- Born: Hindman, Kentucky, U.S.
- Education: Lander University
- Occupation: Sports announcer
- Spouse: Dr. Amber Anders Blair
- Children: Crafton Christopher, Rivers Elisabeth

= Chris Blair (sportscaster) =

American radio sportscaster

Chris Blair is an American radio sportscaster. He is the radio play-by-play broadcaster for the LSU Tigers football, men's basketball and baseball teams at Louisiana State University. He has been the "Voice of the Tigers" since taking over for Jim Hawthorne for the 2016 baseball season. His first football season at LSU was the 2016 season and his first men's basketball season was the 2016–17 season.

==Biography==
Chris Blair was born in Hindman, Kentucky. He attended Lander University in Greenwood, South Carolina graduating in 1997. He began his career calling Hillcrest High School sports games, in Simpsonville, South Carolina while as a student at Lander. From 1998 to 2004 he did play-by-play for Greenwood High School football.

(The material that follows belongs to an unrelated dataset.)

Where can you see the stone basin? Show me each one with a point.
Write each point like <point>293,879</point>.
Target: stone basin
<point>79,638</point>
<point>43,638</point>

He also called Lander Bearcats baseball games and from 2001 to 2004 he called Lander Bearcats men's basketball games along with being involved with coverage of Clemson Tigers football on the Clemson Tiger Sports Network.

In 2006, Blair was hired by the Georgia Southern Eagles to be the play-by-play commentator for baseball, men's basketball and football replacing Nate Hirsch.